Willingham House was one of dozens of fine buildings across Lincolnshire to meet its end during the C20th. Its loss is most apparent now in the early C21st, as Georgian design is particularly popular as an architectural style for domestic buildings. It is without doubt that had the building survived it would iether be in institutional use or an historic visitor attraction today, certainly with listed status. It would also have been the finest example of late C18th architecture in the county. But alas, it met its end under state supervision and nothing more than the walls of a few out-building remain.
 
 


Built 1790 for Ayscough Boucherett by Robert Mitchell (similar style can be seen in the engraving Selwood Park (Silwood Park), in the County of Berks, the Seat of James Sibbald Esqr - designed 1788). It was last used as a german then italian prisoner of war camp in WWII before becoming a civil defence training centre. The Boucherett family were regularly painted by Sir Thomas Lawrence, P.R.A. (1769-1830).
This view of the house was first sketched by Mr John Aspin, redrawn by Mr R Corbould, then engraved by Bartholomew Howlett and Published by William Miller, Old Bond Street in 1801.
 
 
Portrait of Mrs Ayscoghe Boucherett with her two Eldest children Emilia and Ayscoghe, and her half-sister Juliana Angerstein in a garden. Sir Thomas Lawrence (1769-1830) sketched and painted the Boucherett family regularly between 1793 and 1805 and would have been only 25 years old when this pastel picture was completed. Their country seat, Willingham House, Lincolnshire had a classical pillared portico as is used in this image although this is just as likely to be a ‘studio effect’ added to reflect the taste and fashion of the times. The picture passed from the Boucherett family to William Angerstein (b.1811 - d.1897) of Weeting Hall, Norfolk which suffered exactly the same fate as Willingham House, but being demolished earlier in 1954 following years of war requisition and hospital useage.
 
 
Willingham House, Lincs C1900. Unusual for a house of this stature, for all the locals to see, this was the view from the main road, from Market Rasen to Louth. The lake still remains, although now obscured by mature trees from the main road. Willingham House was blown up at 2pm on June 7 1967 by explosives set by the Royal Engineers following years of neglect. The roof timbers were suffering from wood beatle which was making the building unstable. There was little feeling of heritage attached to the 1790 building by the local authorities, perhaps surprisingly for a county, noted for its conservation of ecclesiastical architecture since the C18th. However, the house had been a prison camp during and following WW2, then an MOD training camp and was unlikely to be taken on again by a family. The repair costs outweighed conversion costs and the feeling was that something should be done rather than leave a dangerous ruin unattended.

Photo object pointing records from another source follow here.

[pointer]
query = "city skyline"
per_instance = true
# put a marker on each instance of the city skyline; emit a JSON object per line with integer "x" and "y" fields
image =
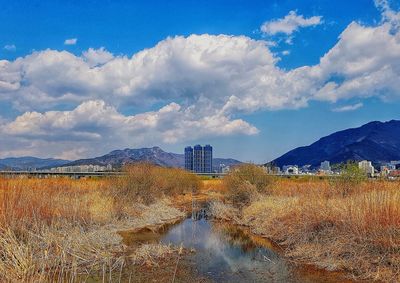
{"x": 79, "y": 82}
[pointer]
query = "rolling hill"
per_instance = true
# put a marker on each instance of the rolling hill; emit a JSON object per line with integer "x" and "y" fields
{"x": 154, "y": 155}
{"x": 378, "y": 142}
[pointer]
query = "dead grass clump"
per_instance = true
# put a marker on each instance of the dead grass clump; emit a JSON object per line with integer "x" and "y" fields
{"x": 151, "y": 254}
{"x": 61, "y": 229}
{"x": 145, "y": 183}
{"x": 244, "y": 182}
{"x": 358, "y": 232}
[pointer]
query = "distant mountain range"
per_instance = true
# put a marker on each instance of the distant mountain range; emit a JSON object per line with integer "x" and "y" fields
{"x": 154, "y": 155}
{"x": 378, "y": 142}
{"x": 116, "y": 158}
{"x": 29, "y": 163}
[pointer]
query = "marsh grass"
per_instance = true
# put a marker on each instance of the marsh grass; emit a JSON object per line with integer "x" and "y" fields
{"x": 61, "y": 230}
{"x": 352, "y": 226}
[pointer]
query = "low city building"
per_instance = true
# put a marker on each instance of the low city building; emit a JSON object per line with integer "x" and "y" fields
{"x": 325, "y": 167}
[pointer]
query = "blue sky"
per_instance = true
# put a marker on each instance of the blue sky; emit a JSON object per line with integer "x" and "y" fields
{"x": 253, "y": 78}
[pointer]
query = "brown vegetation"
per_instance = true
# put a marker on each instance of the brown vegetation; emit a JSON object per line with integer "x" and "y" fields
{"x": 62, "y": 229}
{"x": 340, "y": 224}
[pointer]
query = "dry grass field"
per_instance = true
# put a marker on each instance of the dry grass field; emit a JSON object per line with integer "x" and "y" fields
{"x": 62, "y": 230}
{"x": 333, "y": 224}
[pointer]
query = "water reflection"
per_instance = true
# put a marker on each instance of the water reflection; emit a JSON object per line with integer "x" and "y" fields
{"x": 225, "y": 253}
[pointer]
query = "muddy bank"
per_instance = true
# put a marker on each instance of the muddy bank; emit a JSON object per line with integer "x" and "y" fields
{"x": 221, "y": 251}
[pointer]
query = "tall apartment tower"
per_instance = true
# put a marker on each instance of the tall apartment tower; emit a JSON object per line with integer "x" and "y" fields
{"x": 198, "y": 159}
{"x": 207, "y": 159}
{"x": 198, "y": 163}
{"x": 189, "y": 158}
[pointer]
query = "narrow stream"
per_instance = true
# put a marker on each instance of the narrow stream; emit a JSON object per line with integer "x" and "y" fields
{"x": 227, "y": 253}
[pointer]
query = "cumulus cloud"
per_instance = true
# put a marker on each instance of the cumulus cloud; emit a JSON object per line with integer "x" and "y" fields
{"x": 96, "y": 57}
{"x": 289, "y": 24}
{"x": 93, "y": 126}
{"x": 70, "y": 41}
{"x": 348, "y": 107}
{"x": 387, "y": 13}
{"x": 203, "y": 81}
{"x": 10, "y": 47}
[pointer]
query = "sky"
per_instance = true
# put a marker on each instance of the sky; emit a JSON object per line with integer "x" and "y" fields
{"x": 254, "y": 79}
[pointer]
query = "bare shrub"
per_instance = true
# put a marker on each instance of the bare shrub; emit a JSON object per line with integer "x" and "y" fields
{"x": 145, "y": 182}
{"x": 244, "y": 182}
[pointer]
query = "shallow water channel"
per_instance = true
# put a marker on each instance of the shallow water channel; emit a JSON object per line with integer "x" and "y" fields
{"x": 228, "y": 253}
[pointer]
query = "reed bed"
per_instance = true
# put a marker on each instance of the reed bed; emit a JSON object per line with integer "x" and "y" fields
{"x": 327, "y": 223}
{"x": 61, "y": 230}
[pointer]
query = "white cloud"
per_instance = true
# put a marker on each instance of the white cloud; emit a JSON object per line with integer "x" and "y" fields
{"x": 204, "y": 81}
{"x": 10, "y": 47}
{"x": 70, "y": 41}
{"x": 96, "y": 57}
{"x": 289, "y": 24}
{"x": 348, "y": 107}
{"x": 387, "y": 13}
{"x": 94, "y": 127}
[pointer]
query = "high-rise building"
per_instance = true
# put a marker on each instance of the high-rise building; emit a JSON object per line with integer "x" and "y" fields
{"x": 325, "y": 166}
{"x": 189, "y": 158}
{"x": 199, "y": 159}
{"x": 207, "y": 159}
{"x": 366, "y": 167}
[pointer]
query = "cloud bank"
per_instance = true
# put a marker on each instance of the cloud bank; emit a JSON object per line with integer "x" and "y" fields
{"x": 196, "y": 85}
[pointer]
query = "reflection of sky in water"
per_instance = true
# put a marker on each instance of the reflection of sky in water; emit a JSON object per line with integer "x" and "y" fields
{"x": 223, "y": 255}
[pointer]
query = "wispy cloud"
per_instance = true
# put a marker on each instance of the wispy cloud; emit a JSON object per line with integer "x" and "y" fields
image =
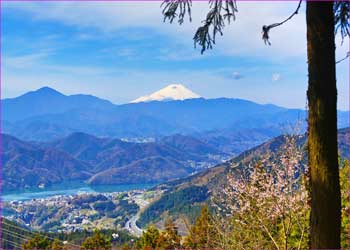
{"x": 276, "y": 77}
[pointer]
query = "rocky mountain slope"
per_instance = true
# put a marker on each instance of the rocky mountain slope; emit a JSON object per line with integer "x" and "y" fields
{"x": 212, "y": 181}
{"x": 84, "y": 157}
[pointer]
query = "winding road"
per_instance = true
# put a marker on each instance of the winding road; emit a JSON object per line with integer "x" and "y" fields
{"x": 131, "y": 226}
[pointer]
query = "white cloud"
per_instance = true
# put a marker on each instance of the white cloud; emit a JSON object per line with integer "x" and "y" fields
{"x": 237, "y": 75}
{"x": 276, "y": 77}
{"x": 242, "y": 37}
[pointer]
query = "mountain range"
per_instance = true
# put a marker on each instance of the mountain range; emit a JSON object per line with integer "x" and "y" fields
{"x": 83, "y": 157}
{"x": 46, "y": 114}
{"x": 185, "y": 196}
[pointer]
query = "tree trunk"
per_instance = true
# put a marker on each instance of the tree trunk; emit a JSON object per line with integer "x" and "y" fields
{"x": 322, "y": 127}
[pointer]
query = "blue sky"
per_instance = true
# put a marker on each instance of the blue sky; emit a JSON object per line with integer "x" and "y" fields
{"x": 122, "y": 50}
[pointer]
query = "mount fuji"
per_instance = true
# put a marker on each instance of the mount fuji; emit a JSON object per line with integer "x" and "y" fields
{"x": 171, "y": 92}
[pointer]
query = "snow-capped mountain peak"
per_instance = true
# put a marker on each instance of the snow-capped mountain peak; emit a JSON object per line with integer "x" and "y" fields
{"x": 169, "y": 93}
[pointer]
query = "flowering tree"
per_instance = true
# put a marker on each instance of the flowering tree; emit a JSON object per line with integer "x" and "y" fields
{"x": 269, "y": 200}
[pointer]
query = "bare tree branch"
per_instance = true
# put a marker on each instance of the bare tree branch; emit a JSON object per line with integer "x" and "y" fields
{"x": 267, "y": 28}
{"x": 342, "y": 17}
{"x": 346, "y": 57}
{"x": 174, "y": 8}
{"x": 215, "y": 22}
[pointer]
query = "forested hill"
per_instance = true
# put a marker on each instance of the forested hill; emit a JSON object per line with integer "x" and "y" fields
{"x": 195, "y": 190}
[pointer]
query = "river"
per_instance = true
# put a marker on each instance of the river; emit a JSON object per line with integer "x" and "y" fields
{"x": 71, "y": 188}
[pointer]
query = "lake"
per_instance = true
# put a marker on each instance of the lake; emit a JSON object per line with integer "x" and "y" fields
{"x": 70, "y": 188}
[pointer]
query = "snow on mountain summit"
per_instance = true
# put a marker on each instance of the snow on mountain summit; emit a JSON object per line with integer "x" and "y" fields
{"x": 169, "y": 93}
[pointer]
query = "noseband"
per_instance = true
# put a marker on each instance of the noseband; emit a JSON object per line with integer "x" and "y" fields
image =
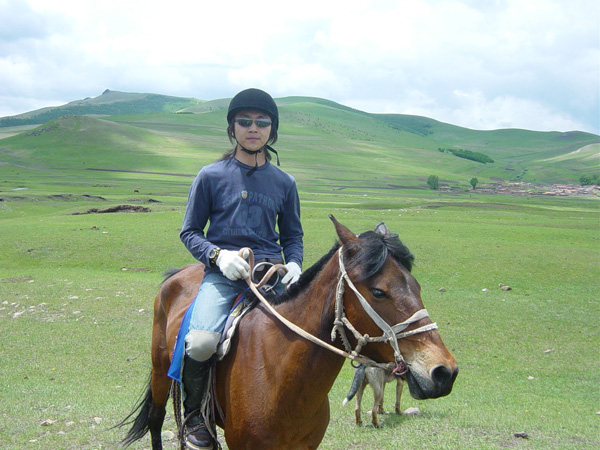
{"x": 390, "y": 335}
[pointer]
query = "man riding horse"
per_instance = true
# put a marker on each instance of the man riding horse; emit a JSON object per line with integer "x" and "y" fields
{"x": 247, "y": 202}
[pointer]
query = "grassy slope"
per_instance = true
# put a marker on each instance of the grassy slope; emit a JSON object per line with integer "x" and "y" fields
{"x": 318, "y": 134}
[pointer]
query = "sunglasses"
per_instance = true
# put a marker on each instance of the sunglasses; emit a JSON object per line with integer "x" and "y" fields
{"x": 247, "y": 123}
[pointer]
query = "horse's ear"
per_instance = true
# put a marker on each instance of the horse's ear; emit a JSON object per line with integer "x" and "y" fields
{"x": 382, "y": 229}
{"x": 346, "y": 236}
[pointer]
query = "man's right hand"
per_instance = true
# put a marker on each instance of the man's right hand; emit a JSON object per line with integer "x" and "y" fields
{"x": 232, "y": 265}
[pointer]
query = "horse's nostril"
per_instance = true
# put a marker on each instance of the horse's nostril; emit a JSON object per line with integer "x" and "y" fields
{"x": 441, "y": 375}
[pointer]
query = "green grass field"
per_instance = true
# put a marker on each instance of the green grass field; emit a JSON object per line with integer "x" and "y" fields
{"x": 76, "y": 313}
{"x": 76, "y": 289}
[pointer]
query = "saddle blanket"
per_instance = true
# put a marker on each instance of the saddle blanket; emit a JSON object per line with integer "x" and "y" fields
{"x": 239, "y": 309}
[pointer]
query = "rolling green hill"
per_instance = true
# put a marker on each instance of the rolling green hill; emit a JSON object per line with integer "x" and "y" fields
{"x": 328, "y": 145}
{"x": 110, "y": 103}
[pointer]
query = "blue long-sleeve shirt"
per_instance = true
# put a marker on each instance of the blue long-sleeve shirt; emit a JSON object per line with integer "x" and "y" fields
{"x": 261, "y": 211}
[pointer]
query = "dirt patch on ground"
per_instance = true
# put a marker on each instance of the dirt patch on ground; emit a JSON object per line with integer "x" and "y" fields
{"x": 115, "y": 209}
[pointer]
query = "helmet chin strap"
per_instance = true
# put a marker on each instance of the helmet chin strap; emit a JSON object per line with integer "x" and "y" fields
{"x": 255, "y": 153}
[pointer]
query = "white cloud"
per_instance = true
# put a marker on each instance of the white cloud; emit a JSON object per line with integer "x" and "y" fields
{"x": 479, "y": 64}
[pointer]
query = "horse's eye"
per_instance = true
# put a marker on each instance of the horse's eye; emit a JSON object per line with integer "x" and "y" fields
{"x": 377, "y": 293}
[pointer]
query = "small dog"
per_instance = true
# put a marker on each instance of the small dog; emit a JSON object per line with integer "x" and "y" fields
{"x": 377, "y": 378}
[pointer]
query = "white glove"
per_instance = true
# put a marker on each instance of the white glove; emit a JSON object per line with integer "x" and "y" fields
{"x": 232, "y": 265}
{"x": 292, "y": 273}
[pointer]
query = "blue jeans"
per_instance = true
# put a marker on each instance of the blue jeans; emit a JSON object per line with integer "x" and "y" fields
{"x": 214, "y": 301}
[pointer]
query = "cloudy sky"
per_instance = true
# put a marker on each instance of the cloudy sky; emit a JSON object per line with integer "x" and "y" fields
{"x": 481, "y": 64}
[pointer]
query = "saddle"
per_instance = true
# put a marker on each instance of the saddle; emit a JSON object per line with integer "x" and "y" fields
{"x": 243, "y": 303}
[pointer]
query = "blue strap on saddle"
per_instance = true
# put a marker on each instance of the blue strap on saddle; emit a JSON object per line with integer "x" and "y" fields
{"x": 177, "y": 360}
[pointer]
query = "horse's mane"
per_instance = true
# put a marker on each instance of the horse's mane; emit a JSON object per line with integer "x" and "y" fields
{"x": 372, "y": 251}
{"x": 370, "y": 254}
{"x": 306, "y": 278}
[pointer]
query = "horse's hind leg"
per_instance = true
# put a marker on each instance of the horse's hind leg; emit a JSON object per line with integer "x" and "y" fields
{"x": 161, "y": 385}
{"x": 399, "y": 387}
{"x": 377, "y": 381}
{"x": 359, "y": 393}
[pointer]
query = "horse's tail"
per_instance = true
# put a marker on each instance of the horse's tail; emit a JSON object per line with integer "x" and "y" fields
{"x": 359, "y": 376}
{"x": 141, "y": 422}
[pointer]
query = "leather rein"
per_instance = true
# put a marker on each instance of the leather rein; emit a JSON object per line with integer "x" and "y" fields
{"x": 390, "y": 335}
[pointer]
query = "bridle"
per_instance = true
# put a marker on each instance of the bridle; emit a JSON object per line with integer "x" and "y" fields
{"x": 390, "y": 335}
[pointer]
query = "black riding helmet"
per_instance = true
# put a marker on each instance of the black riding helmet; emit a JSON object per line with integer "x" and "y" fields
{"x": 254, "y": 99}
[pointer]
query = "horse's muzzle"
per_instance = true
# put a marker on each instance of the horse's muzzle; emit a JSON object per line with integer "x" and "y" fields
{"x": 439, "y": 385}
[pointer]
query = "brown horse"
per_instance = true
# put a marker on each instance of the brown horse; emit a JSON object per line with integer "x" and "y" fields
{"x": 273, "y": 385}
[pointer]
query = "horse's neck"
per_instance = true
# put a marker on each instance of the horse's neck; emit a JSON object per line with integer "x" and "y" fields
{"x": 313, "y": 310}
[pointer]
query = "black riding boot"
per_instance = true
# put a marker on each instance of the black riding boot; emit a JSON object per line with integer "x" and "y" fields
{"x": 195, "y": 384}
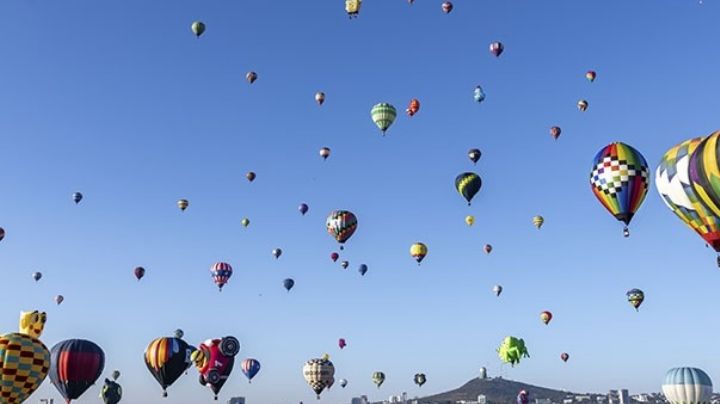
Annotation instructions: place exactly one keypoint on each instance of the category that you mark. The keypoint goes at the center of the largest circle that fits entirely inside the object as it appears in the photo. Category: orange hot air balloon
(413, 108)
(546, 316)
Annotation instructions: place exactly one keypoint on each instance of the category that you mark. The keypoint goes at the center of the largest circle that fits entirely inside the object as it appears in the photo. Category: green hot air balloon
(468, 184)
(383, 115)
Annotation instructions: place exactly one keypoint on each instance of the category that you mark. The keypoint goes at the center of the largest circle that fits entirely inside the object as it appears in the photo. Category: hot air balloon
(383, 115)
(546, 316)
(496, 48)
(75, 366)
(413, 108)
(318, 373)
(418, 251)
(687, 385)
(352, 7)
(214, 359)
(523, 397)
(620, 179)
(635, 297)
(24, 359)
(555, 132)
(197, 28)
(468, 184)
(250, 368)
(341, 224)
(139, 272)
(479, 94)
(474, 155)
(538, 221)
(378, 378)
(673, 182)
(511, 350)
(111, 392)
(221, 273)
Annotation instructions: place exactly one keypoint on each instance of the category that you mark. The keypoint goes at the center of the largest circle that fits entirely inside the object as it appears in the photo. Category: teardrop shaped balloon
(383, 114)
(167, 359)
(468, 185)
(76, 364)
(678, 191)
(418, 251)
(619, 179)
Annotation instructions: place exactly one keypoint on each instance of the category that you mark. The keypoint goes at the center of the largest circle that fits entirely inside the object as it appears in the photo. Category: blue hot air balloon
(687, 386)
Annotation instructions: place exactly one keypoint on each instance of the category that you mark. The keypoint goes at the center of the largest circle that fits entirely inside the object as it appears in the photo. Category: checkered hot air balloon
(383, 115)
(250, 367)
(319, 373)
(619, 179)
(674, 184)
(341, 225)
(221, 273)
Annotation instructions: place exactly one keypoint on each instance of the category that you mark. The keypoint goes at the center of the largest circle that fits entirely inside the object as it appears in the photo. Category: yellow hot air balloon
(418, 251)
(538, 221)
(24, 360)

To avoid the hazard of collapse (and to save money) during a careful demolition and salvage operation, the decision was taken to use dynamite. For practical reasons, but shocking to us today, the portico had its pillar’s loaded with explosives to do the job, thus reducing the remains to nothing more than land-fill. The beautiful wrought iron stair rails may well have been taken away for their scrap value, not having any practical use for anything else. The decorative plastered ceilings and walls were all destroyed. Very few images survive of the interior, or the back of the hall, which was made up of the service buildings and stables (3/4 of the total building area).